As análises, rememorações, depoimentos sobre o golpe militar de 1964 e as suas conseqüências se sucedem. Mas é necessário também analisar o outro lado dos acontecimentos de então, o que leva a uma questão espinhosa: por que não houve uma resistência significativa? Vamos considerar algumas alternativas que, se não são ditas explicitamente, sempre rondam os comentários.

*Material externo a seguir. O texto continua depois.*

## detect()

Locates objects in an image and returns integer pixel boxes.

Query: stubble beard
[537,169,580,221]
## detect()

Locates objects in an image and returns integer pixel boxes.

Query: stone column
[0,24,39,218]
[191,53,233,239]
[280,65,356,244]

1) A personalidade de João Goulart

Este é um dos primeiros argumentos que vêm à tona. Se o homem é ele mesmo e a sua circunstância, a de Jango não poderia ser pior naquele momento. Deprimido pela estampa pública de uma relação conjugal complicada, comprimido entre a radicalização de seu governo com a pregação das reformas de base e a sua situação de latifundiário bem sucedido, o presidente não resistiu à pressão interna. Faltou-lhe o ânimo da luta. Sua decisão de fugir sabotou a possibilidade de se organizar qualquer resistência.
 
Em 1961 o Brasil vira o maior movimento cívico e popular de sua história, pelo menos desde a Revolução de 1930. A razão desse movimento fora a manutenção da legalidade, com a posse do vice-presidente depois da renúncia de Jânio Quadros. Já naquele momento Jango frustrara as expectativas dos empenhados na campanha pela sua posse, preferindo negociar com os conservadores e liberais do Congresso a aceitação da emenda parlamentarista.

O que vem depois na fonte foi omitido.